Anna McElaney, 40, Norwalk, Connecticut, was sentenced by United States District Judge Janet C. Hall in Bridgeport, Connecticut to eight months of imprisonment, followed by three years of supervised release, the first six months of which McElaney must spend in home confinement, for her involvement in a “short sale” mortgage fraud scheme.
According to court documents and statements made in court, McElaney, a real estate agent, and Sergio Natera, also a real estate agent, defrauded Regions Bank, which held two mortgages on a residential property in Bridgeport, Connecticut. On December 5, 2007, McElaney, who was a listing agent for the property, received an offer to purchase the property for a price of $132,500. However, McElaney and Natera informed Regions Bank that the highest offer to purchase the property was for $102,375 and that it was made by BOS Asset Management, LLC. McElaney and Natera concealed from Regions Bank that there was a higher offer by another bidder, that Natera owned BOS Asset Management, LLC, and that McElaney and Natera planned to keep the difference between the two prices. Based on the false and incomplete information provided to it, Regions Bank agreed to the short sale for the lower price, and released its mortgages on the property.
On June 9, 2008, McElaney and Natera arranged for two sales of the property to occur on the same day. The first sale was from the owner of the property to BOS Asset Management, LLC for $102,375; the second sale was from BOS Asset Management, LLC to the original bidder on the property for $132,500. McElaney and Natera retained the difference between the two sale prices.
On February 19, 2010, McElaney pleaded guilty to one count of bank fraud. Natera pleaded guilty to the same charge on February 11, 2010. He awaits sentencing.
This matter was investigated by the Federal Bureau of Investigation and is being prosecuted by Assistant United States Attorney Ann M. Nevins.
In July 2009, the U.S. Attorney’s Office and the Federal Bureau of Investigation announced the formation of the Connecticut Mortgage Fraud Task Force to investigate and prosecute mortgage fraud cases and related financial crimes occurring in Connecticut.
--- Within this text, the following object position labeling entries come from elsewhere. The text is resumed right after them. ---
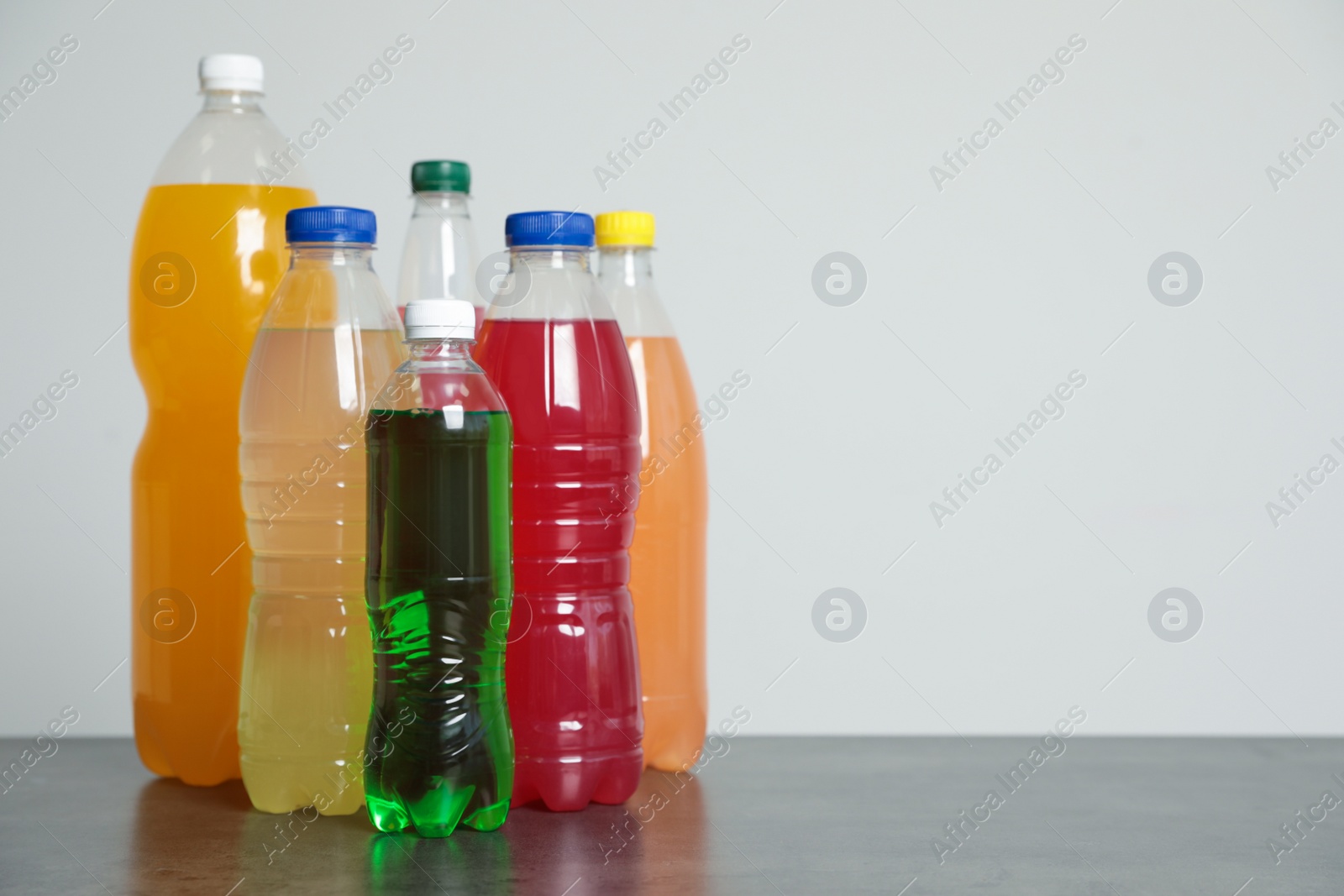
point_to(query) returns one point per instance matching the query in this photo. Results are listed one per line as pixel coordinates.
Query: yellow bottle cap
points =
(625, 228)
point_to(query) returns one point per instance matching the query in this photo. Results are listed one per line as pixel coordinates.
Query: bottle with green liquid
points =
(440, 584)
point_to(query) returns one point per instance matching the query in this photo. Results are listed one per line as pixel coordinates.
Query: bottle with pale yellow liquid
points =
(667, 555)
(208, 253)
(327, 347)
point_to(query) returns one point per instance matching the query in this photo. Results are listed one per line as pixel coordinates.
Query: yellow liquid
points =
(308, 673)
(205, 264)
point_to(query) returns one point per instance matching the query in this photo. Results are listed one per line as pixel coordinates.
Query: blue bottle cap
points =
(331, 224)
(549, 228)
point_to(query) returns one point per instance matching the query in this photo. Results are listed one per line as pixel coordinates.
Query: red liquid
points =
(571, 669)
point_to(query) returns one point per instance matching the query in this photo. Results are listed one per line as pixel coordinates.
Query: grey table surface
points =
(1113, 815)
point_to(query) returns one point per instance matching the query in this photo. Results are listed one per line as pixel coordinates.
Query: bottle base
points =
(437, 815)
(564, 786)
(282, 788)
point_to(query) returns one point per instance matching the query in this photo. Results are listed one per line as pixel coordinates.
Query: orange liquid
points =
(667, 557)
(206, 261)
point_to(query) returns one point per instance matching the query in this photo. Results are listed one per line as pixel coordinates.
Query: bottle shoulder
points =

Citizens are encouraged to report any suspected mortgage fraud activity by calling 203-333-3512 and requesting the Connecticut Mortgage Fraud Task Force, or by sending an email to firstname.lastname@example.org.
The Connecticut Mortgage Fraud Task Force includes representatives from the U.S. Attorney’s Office; Federal Bureau of Investigation; Internal Revenue Service ““ Criminal Investigation; U.S. Postal Inspection Service; U.S. Department of Housing and Urban Development, Office of Inspector General; Federal Deposit Insurance Corporation, Office of Inspector General, and State of Connecticut Department of Banking.
To report financial fraud crimes, and to learn more about the President’s Financial Fraud Enforcement Task Force, please visit ww.stopfraud.gov.
David B. Fein, United States Attorney for the District of Connecticut, announced the sentence.
“This prosecution should serve as a warning to real estate agents and others who seek to take advantage of the current financial crisis by defrauding lenders through short sale fraud schemes,” stated U.S. Attorney Fein.